2nd CAMI Toy Human Microbiome Project Dataset has been chosen as a testing dataset. It consists of 49 samples of simulated metagenome data from five different body sites of the human host (10 gastrointestinal tract, 10 oral cavity, 10 airways, 10 skin, 9 urogenital tract). Follow the instructions:
Step 0:
Download dependencies:
- CamiClient (
curl -O https://data.cami-challenge.org/camiClient.jar). - Python3 and packages numpy, pandas, scipy and seaborn.
Step 1:
Execute download script. You will get five folders (Airways, Skin, Oral, Gastro, Uro) with metagenome files, each inside it`s own folder /short_read/2017.12.04_18.56.22_sample_<id>/reads. All files have the same name anonymous_reads.fq.gz, so in order to receive more visual image, run this script for renaming files.
Step 2:
Run MetaFast by executing following command (full script):
java -jar ./metafast.jar -t matrix-builder -k 23 -i <List_of_CAMI_files> -b 5 -l 1200
Several attempts have been made to select the best parameters values: k-mer size is 23, minimum sequence length to be added to a component is 1200 and maximal frequency for a k-mer to be assumed erroneous is set to 5.
As a result, the Bray-Curtis dissimilarity matrix and corresponding image file with heatmap and dendrogram are produced.

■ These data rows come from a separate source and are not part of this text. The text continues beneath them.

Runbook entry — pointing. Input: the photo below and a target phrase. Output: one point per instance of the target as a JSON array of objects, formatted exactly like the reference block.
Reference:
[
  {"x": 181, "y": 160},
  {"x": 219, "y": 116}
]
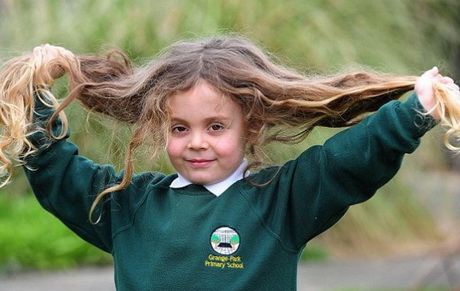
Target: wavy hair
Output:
[{"x": 279, "y": 103}]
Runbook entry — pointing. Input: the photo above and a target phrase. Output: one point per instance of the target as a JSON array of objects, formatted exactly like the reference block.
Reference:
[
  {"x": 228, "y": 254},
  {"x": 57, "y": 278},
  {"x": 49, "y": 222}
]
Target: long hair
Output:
[{"x": 279, "y": 103}]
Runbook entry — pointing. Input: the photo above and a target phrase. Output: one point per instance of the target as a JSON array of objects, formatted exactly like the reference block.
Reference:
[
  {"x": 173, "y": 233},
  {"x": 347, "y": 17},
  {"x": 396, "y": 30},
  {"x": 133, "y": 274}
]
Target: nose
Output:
[{"x": 198, "y": 141}]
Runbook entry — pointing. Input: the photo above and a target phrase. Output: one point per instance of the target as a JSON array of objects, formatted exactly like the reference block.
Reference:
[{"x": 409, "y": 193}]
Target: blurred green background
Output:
[{"x": 415, "y": 212}]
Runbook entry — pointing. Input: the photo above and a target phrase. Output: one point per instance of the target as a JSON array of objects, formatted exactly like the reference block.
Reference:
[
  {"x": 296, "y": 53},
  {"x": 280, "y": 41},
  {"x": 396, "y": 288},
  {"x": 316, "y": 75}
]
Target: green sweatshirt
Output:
[{"x": 248, "y": 238}]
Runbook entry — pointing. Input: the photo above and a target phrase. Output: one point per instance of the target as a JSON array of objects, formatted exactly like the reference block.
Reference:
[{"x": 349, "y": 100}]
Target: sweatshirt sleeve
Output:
[
  {"x": 66, "y": 183},
  {"x": 312, "y": 192}
]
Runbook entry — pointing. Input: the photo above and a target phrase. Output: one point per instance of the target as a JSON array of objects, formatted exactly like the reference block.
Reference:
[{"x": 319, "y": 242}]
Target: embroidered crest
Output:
[{"x": 225, "y": 240}]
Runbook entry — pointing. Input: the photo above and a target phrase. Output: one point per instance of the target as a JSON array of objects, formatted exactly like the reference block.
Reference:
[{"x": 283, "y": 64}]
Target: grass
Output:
[
  {"x": 398, "y": 36},
  {"x": 32, "y": 238}
]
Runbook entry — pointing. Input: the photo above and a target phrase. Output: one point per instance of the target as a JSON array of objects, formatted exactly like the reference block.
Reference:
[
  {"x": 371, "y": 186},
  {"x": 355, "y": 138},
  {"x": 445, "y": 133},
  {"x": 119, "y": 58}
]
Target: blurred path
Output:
[{"x": 396, "y": 274}]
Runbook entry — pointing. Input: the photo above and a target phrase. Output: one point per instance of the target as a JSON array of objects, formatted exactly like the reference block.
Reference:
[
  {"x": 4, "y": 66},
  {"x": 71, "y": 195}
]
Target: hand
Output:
[
  {"x": 425, "y": 91},
  {"x": 50, "y": 56}
]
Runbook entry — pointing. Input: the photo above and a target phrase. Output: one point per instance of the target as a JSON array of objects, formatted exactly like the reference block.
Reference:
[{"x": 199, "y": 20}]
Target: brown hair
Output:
[{"x": 279, "y": 103}]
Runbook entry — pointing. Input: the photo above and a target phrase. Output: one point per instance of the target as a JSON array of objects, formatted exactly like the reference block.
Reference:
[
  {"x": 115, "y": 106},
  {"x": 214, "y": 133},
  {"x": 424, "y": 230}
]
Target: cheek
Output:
[
  {"x": 232, "y": 148},
  {"x": 173, "y": 149}
]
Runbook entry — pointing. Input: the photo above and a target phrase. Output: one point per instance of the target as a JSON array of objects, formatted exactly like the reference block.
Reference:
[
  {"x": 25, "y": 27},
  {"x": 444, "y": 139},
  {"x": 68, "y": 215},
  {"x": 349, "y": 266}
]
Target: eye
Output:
[
  {"x": 216, "y": 127},
  {"x": 178, "y": 128}
]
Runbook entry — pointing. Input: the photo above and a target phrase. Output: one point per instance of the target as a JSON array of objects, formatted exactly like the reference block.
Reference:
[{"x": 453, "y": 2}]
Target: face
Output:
[{"x": 207, "y": 139}]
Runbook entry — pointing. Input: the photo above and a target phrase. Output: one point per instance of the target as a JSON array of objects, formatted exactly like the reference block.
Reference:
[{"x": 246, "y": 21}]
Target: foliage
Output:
[
  {"x": 32, "y": 238},
  {"x": 398, "y": 36}
]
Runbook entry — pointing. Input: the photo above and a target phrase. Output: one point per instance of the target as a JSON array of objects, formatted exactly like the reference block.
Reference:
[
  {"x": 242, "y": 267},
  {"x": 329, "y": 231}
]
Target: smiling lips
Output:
[{"x": 196, "y": 163}]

The image shows five distinct clusters (saved in workDir/matrices/dist_matrix_<date>_<time>_heatmap.png) :
Taxonomic clustering
For comparison, files with taxonomic data taxonomic_profile_<id>.txt downloaded for each group by running this script. Then dissimilarity matrix using Bray-Curtis metric was evaluated, and with seaborn.clustermap an analogous image file with heatmap and dendrogram was produced:
Here you can see a Python3 script.
As we can see, the results of the two methods are quite similar. Both images show a clear distinction between oral cavity, gastrointestinal tract, and urogenital tract groups. In contrast, both approaches faced difficulties distinguishing between airways and skin groups, but MetaFast demonstrated a more evident differentiation.